Durante o sermão “O escândalo da graça”, o pastor Marcos Feliciano pregou: “A Bíblia apresenta 370 (trezentos e setenta) classes de pecado. Porém na Bíblia foram feitas 8000 (oito mil) promessas de perdão”. Eis aqui uma: “Porque sete vezes cairá o justo (ou setenta vezes sete), e se levantará” (Pv 24:16).

O Senhor Jesus deixou na tua conta 490 (quatrocentos e noventa) perdões. Se você cometer todos os pecados (370 segundo aquela pregação) te sobrará uma gordurinha, um saldo positivo de 120 (cento e vinte). Mas este primeiro depósito é somente um sinal ou uma mesada porque a Palavra penhorou “8000 (oito mil) promessas de perdão” para o teu resgate. Aleluia!

Pergunto: “Quem intentará acusação contra os escolhidos de Deus? Quem nos condenará? Quem nos separará do amor de Cristo Jesus nosso Senhor?” (Rm 8:33,34,35).

A Bíblia não é livro de acusação; Ela é a tua defesa e o Senhor Jesus, o teu advogado (1 Jo 2:1).

A condenação de morte foi revogada, se temia o carrasco, adore o Salvador. Ele arrancou a sentença assinada pela letra das mãos do teu acusador, rasgou e o fez engolir. A dívida que teus credores exibiam em público te humilhando foi paga e a fatura carimbada “quitado” foi pendurada no alto. Teu nome está limpo – “Havendo riscado a cédula que era contra nós nas suas ordenanças, a qual de alguma maneira nos era contrária, a tirou do meio de nós, cravando-a na cruz. E, despojando os principados e potestades, os expôs publicamente e deles triunfou em si mesmo. Portanto, ninguém vos julgue...” (Colossense 2:14,15,16)


O evangelho me salvou; a graça me perdoou; a Palavra me libertou (Cl 1:13). Portanto, “estais, pois, firmes na liberdade com que Cristo nos libertou, e não torneis a colocar-vos debaixo do jugo da servidão” (Gálatas 5:1). “Tende cuidado para que ninguém vos faça presa sua, por meio de filosofias e vãs subtilezas, segundo a tradição dos homens, segundo os rudimentos do mundo, e não segundo Cristo (Cl2:8).
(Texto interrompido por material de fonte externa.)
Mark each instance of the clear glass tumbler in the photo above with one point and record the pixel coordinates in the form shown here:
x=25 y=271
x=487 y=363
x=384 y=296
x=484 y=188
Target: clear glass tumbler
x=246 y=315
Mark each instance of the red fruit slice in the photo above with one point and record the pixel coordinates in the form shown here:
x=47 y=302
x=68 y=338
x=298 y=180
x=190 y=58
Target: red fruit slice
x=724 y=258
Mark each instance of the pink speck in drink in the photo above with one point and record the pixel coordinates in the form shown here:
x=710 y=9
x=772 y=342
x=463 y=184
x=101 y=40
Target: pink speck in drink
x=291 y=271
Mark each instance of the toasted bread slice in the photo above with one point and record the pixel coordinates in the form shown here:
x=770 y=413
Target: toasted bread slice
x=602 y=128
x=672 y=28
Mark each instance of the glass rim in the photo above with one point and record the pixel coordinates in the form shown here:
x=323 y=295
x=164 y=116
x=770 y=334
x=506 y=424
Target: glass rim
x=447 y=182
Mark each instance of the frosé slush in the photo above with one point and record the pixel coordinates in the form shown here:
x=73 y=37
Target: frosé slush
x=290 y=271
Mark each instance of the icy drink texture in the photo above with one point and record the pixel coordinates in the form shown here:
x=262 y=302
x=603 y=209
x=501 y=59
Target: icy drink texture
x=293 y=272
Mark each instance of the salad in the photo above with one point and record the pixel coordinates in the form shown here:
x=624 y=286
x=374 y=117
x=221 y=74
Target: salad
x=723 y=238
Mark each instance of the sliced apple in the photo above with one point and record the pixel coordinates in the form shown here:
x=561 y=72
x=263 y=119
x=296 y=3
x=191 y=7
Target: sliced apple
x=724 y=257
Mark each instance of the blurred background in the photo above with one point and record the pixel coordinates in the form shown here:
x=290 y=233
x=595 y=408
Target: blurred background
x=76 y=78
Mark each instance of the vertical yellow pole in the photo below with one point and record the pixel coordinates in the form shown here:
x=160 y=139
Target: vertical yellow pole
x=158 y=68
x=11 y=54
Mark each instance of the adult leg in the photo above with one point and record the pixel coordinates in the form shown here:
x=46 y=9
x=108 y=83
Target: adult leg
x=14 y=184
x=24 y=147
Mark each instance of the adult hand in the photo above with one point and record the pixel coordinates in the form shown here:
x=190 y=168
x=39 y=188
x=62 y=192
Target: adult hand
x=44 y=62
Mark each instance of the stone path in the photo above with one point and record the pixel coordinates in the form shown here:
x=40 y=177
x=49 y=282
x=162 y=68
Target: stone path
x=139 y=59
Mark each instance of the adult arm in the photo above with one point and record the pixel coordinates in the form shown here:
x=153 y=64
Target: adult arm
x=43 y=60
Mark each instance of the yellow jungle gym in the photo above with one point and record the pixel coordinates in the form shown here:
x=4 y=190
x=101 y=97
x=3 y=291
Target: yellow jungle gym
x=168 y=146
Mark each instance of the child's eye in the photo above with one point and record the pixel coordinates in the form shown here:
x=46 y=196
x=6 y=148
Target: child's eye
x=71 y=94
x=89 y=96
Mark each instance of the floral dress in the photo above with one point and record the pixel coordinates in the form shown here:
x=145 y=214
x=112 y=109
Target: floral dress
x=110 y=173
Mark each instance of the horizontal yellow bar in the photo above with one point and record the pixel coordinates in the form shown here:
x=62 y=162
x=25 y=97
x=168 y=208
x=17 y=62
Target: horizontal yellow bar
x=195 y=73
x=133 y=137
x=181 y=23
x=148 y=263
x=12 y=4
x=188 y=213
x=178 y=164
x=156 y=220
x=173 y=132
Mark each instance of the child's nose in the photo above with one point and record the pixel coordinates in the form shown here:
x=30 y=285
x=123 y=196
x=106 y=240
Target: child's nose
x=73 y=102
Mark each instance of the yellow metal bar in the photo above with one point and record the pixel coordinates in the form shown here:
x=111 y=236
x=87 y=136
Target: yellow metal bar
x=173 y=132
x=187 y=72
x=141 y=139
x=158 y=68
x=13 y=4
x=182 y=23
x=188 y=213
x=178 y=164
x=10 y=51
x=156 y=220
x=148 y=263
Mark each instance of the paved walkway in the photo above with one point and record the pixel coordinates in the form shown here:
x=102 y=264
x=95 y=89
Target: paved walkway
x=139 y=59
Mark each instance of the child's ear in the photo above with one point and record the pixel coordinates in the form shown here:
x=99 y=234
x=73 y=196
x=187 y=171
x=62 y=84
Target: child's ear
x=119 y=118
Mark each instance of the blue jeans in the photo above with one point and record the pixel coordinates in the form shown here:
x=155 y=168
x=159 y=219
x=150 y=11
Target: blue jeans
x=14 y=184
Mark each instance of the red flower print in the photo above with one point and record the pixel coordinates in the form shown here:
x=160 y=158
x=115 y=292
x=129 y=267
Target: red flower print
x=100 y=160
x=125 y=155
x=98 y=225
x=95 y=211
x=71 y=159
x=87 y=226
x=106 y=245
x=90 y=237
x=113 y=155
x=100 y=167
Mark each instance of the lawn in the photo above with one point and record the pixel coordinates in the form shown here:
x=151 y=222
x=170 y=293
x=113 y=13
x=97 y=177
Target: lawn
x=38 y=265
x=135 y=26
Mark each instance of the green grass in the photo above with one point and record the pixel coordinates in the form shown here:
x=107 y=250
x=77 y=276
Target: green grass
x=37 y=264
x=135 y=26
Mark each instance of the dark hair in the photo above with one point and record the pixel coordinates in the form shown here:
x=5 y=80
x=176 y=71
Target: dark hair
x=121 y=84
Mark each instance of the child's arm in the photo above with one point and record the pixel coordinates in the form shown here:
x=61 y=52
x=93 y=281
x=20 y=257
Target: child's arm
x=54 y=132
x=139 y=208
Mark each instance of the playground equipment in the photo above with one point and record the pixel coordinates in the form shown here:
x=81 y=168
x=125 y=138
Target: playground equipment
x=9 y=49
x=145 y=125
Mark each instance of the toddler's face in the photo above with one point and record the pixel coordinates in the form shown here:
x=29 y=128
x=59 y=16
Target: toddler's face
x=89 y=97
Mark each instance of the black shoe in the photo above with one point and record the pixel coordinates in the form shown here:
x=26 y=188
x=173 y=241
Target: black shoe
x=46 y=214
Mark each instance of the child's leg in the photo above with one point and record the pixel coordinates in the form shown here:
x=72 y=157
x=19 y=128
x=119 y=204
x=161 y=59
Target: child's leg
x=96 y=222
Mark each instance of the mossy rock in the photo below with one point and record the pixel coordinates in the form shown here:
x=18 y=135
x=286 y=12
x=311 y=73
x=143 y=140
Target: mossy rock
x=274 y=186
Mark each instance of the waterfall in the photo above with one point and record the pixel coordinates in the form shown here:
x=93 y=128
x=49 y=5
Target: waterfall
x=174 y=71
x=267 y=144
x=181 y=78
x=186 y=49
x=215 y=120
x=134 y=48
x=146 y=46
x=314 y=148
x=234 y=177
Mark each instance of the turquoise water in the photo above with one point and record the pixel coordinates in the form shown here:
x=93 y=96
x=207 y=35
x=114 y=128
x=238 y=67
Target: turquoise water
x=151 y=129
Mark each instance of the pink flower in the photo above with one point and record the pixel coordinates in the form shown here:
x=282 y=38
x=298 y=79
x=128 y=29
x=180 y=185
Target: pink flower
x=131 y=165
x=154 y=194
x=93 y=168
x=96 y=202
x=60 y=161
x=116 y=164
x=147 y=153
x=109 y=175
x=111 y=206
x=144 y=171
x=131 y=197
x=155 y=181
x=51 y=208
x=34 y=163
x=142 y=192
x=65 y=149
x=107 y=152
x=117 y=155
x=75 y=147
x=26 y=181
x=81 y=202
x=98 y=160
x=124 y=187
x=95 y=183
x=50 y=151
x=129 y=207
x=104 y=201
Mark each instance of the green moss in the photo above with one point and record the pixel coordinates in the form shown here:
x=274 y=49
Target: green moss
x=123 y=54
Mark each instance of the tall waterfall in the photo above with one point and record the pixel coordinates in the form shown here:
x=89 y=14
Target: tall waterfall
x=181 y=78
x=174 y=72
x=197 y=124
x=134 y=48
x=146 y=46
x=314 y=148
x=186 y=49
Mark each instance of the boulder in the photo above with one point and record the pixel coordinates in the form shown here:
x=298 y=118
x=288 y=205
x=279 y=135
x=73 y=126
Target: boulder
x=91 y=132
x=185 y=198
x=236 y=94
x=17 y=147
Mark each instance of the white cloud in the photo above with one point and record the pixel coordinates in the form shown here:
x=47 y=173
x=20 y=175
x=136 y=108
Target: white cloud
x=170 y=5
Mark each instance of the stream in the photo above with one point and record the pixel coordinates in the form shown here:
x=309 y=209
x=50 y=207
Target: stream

Por meio do evangelho descobrimos que a justiça de Deus se faz de fé em fé (Rm 1:17). A mesma fé que te matou para o mundo e fez viver para Cristo, é a mesma  fé que deve usar quando a ‘letra’ o acusa e quer ter matar e separar de Cristo. A salvação não precisa da aprovação dos ensinamentos e nem é validada pela letra, ela é dom de Deus que vem pela graça;  e temos entrada a esta graça pela fé (Rm 5:2).

Fornicação como pecado de morte é uma doutrina nascida da interpretação humana – Digo isto não para que pequeis, mas para que vos consoleis na esperança da salvação. O verdadeiro pecado de morte é a apostasia, o abandono da fé; É deixar de crer na salvação em Jesus Cristo. Ele é a graça; O mistério que esteve oculto; O caminho que estava preparado desde a fundação do mundo. Por isso:
“O justo viverá da fé; E, se ele recuar (apostatar), a minha alma não tem prazer nele” (Hb 10:38).

Dizem que "a esperança é a última que morre". Digo-vos: A letra só pode matar, se a esperança morrer! Enquanto haver fé, a graça agirá e a Palavra vos vivificará.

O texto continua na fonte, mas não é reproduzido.